エルニーニョ現象、夏までに発生の可能性80%の予測

 気象庁は5月12日、エルニーニョ監視速報を発表。夏までの間にエルニーニョ現象が発生する可能性が高いと予測しており、その確率は80%としている。

 太平洋赤道域の状況について、現時点ではエルニーニョ現象もラニーニャ現象も発生していない平常の状態だが、エルニーニョ現象の発生に近づいたとの判断を示した。

 エルニーニョ現象とは、太平洋赤道域の日付変更線付近から南米沿岸にかけて海面水温が平年より高くなり、その状態が 1 年程度続く現象。一方、ラニーニャ現象は水温が平年より低くなる現象。いずれも日本を含め世界中の異常な天候の要因となり得ると考えられている。

 エルニーニョ現象が発生し夏にかけて続くと、日本付近では太平洋高気圧の張り出しが弱く、梅雨前線の北上が遅れる影響が出て、西日本を中心に梅雨の時期が遅れる可能性がある。

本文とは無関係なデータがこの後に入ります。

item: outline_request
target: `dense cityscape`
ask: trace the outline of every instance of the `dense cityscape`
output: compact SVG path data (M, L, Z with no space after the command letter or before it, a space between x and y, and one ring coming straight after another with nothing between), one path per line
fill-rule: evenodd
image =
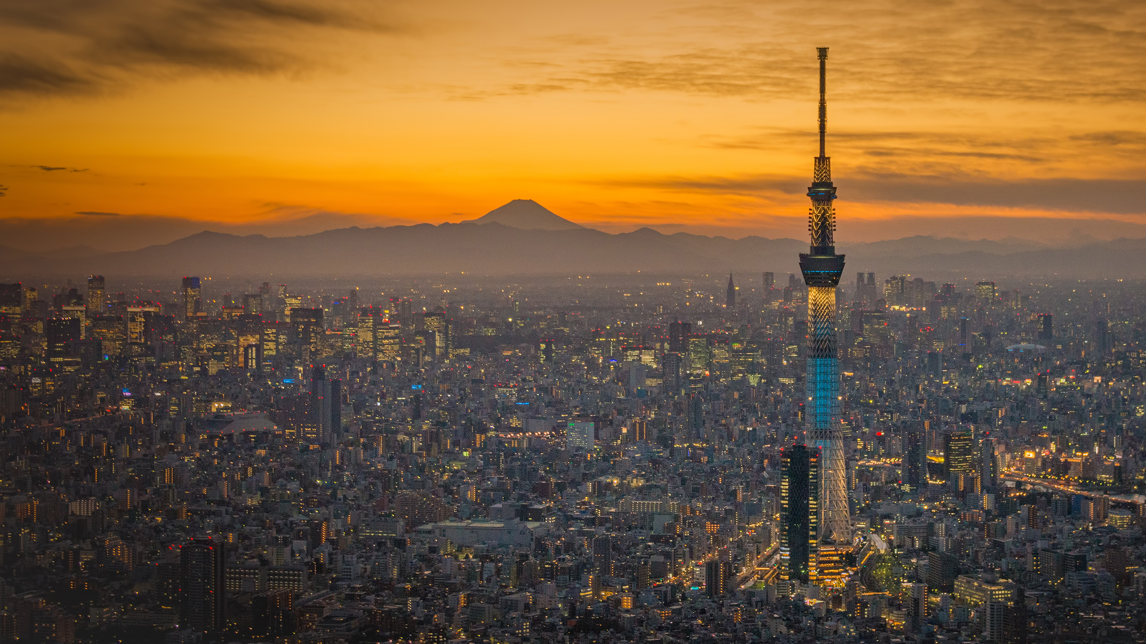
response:
M0 634L1143 639L1141 284L510 282L0 285Z

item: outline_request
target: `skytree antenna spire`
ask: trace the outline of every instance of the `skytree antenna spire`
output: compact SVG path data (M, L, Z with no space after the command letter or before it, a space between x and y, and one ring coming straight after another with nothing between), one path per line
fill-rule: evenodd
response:
M835 347L835 286L843 273L843 256L835 252L835 186L832 184L831 157L825 147L827 131L827 47L818 47L819 57L819 156L813 163L808 197L808 233L811 245L800 253L800 270L808 285L808 435L822 450L819 479L819 540L815 574L817 583L840 583L843 549L851 543L848 512L847 464L843 431L840 425L840 369Z
M819 53L819 158L824 158L824 135L827 133L827 47Z

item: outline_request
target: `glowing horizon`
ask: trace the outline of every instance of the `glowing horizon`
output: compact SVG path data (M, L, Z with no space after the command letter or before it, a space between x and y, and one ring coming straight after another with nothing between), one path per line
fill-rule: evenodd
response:
M0 217L314 230L532 198L801 238L826 45L841 243L1146 236L1146 18L1116 2L203 7L0 11Z

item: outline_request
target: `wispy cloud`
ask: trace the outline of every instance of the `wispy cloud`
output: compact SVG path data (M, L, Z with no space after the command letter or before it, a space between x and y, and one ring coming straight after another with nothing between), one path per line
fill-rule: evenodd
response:
M643 48L579 52L557 85L779 99L809 84L808 34L818 33L847 56L847 72L833 70L835 97L1146 99L1146 15L1122 0L732 1L676 14L650 21Z
M140 74L275 73L313 62L315 34L335 30L399 28L353 0L5 2L0 95L91 93Z

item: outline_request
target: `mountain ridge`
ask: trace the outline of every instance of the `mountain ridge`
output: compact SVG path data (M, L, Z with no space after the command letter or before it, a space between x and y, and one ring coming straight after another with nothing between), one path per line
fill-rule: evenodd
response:
M926 243L923 243L926 242ZM990 242L990 241L986 241ZM905 237L840 244L851 272L1015 275L1146 276L1146 239L1121 238L1072 248ZM406 275L444 273L557 274L570 272L690 273L709 270L799 274L807 242L674 233L643 227L610 234L594 228L524 230L499 222L418 223L337 228L268 237L203 230L167 244L92 256L5 254L0 275ZM984 248L999 252L987 252ZM919 249L912 252L912 249ZM948 252L936 252L944 250Z

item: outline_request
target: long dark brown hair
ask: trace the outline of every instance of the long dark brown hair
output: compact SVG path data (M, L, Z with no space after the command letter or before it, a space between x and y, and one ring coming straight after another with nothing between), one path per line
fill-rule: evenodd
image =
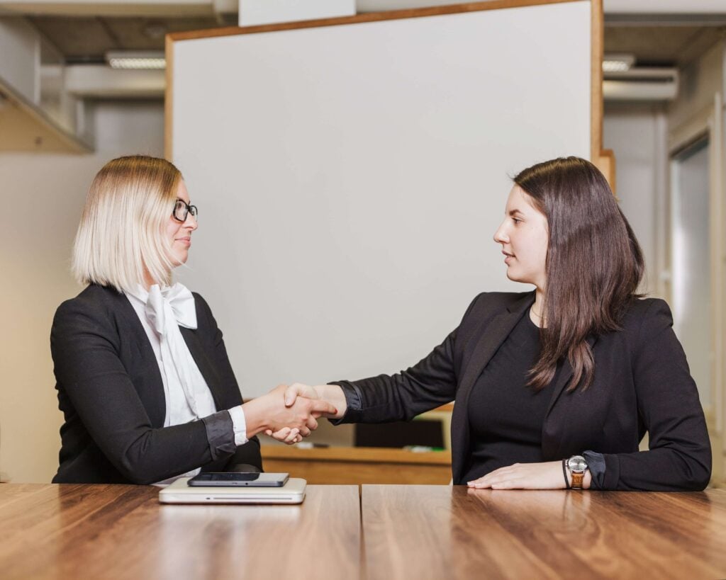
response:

 世界気象機関(WMO)も発生の可能性が高いとみており、世界的な気温上昇につながる恐れがあると指摘している。2020年からラニーニャ現象が3年連続で続いてきた。ラニーニャが「異例の長さ」(WMO)にわたったにもかかわらず、世界の気温の高止まり傾向は続いており、15~22年の平均気温は観測開始以来、最も高くなった。